One of my current "it would be nice to do" items is to write some better
gtk-doc documentation than currently exists (basically some kind of
HOWTO). However, since I'm probably not going to get to that for a week
or so, if anybody wants to pick up the challenge, here are some notes on
what curerntly exists and what I think needs to be done. I'm assuming
the person writing this documentation has either some experience in
documenting APIs with gtk-doc or has read the gtk-doc-list archives back
to about January (it's a low volume list, so not too hard). The
following is just in "raw brain dump" format, since I'm lazy. 

	- There is already some documentation in gtk-doc/help/manual/C.
	  However, it is nearly a year old and much has changed in that
	  time.
	
	- The setup required needs to made simple (a checklist?).
	  Generally, if you can already run jade or jw on gnome-docs,
	  then gtk-doc setup is basically done.
	
	- Documentation intended for those starting to document is in
	  gtk-doc/doc.

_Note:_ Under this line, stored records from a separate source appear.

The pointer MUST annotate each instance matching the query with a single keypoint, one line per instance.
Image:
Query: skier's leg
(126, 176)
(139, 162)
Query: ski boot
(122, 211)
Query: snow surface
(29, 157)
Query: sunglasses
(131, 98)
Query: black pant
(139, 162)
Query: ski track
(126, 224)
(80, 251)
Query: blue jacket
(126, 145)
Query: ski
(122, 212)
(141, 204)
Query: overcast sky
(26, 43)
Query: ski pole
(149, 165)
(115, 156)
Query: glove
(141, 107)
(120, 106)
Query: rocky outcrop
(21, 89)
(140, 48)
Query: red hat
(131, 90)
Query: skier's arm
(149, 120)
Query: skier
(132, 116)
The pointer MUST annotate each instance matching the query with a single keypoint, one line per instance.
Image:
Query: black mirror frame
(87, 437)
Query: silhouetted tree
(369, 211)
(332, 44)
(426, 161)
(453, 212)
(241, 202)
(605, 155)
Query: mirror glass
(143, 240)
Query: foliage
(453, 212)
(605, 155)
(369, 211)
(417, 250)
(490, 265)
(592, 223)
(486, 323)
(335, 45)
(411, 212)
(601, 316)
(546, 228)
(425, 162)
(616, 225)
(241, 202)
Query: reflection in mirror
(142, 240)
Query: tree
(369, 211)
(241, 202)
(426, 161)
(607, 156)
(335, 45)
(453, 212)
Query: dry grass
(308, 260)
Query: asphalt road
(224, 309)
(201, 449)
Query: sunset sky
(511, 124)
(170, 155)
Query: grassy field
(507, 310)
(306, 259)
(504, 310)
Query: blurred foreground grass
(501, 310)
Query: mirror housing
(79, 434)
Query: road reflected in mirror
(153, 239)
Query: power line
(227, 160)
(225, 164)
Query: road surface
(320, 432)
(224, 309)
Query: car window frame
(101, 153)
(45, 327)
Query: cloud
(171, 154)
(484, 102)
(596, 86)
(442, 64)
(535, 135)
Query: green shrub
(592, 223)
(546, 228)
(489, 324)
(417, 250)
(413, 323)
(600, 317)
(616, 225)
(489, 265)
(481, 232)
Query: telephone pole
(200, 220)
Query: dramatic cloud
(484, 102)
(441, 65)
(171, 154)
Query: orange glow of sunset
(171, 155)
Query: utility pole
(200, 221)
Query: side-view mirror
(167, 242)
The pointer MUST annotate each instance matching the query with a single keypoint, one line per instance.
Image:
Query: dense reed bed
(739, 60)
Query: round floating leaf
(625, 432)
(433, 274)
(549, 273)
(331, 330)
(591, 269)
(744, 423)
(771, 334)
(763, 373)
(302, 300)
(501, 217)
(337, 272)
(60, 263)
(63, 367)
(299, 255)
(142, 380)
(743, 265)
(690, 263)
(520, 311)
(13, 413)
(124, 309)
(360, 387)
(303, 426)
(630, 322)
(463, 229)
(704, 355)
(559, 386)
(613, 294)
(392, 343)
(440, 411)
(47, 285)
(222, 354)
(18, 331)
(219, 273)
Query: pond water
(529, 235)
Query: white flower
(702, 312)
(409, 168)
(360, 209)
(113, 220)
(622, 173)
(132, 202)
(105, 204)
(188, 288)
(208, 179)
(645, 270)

Most items of relevance are mentioned in there,
	  but they could be made more obvious and ordered for people
	  just starting out.
	
	- gtk-doc will now (as of a few months ago) scan header files,
	  so structures and enums can be documented inline, rather than
	  having to go in the template files.
	
	- The documentation in gtk-doc/doc really talks about
	  documenting for glib/gtk-1.2 based APIs. For 1.3 (soon-to-be
	  2.0) APIs, any reference to gtkdoc-scanobj should be replaced
	  with gtkdoc-scangobj. However, except for apps that create
	  their own widgets, it will not be necessary for either of
	  these to be run.
	
	- Running gtk-doc requires an X-server, since it needs, in some
	  cases, to compile a small gtk+ program and run gtk_init(). The
	  nightly runs on d.g.o use Xvfb to satisfy this requirement.
	
	- The output is DocBook-sgml, then converted via jade and then
	  post-processed to make links to external documents work.
	  Making it produce Docbook-xml with correct links and all is a
	  bit tricky. See the exchange between DV and owen in this
	  thread

	http://mail.gnome.org/archives/gtk-doc-list/2001-June/msg00001.html

	  if you are interested, but for documentation purposes, it is
	  probably just worth pointing out that this is the situation.
	
	- There are bugs in gtk-doc. It is a bunch of special cases
	  grouped together and when new cases are found, they are added
	  (especially to the parsing code). This is because it was built
	  for a specific purpose and then is growing as required. The
	  gtk-doc list seems friendly, so people wanting to use gtk-doc
	  should visit their (and read the archives, since questions
	  have come up before, surprisingly enough!).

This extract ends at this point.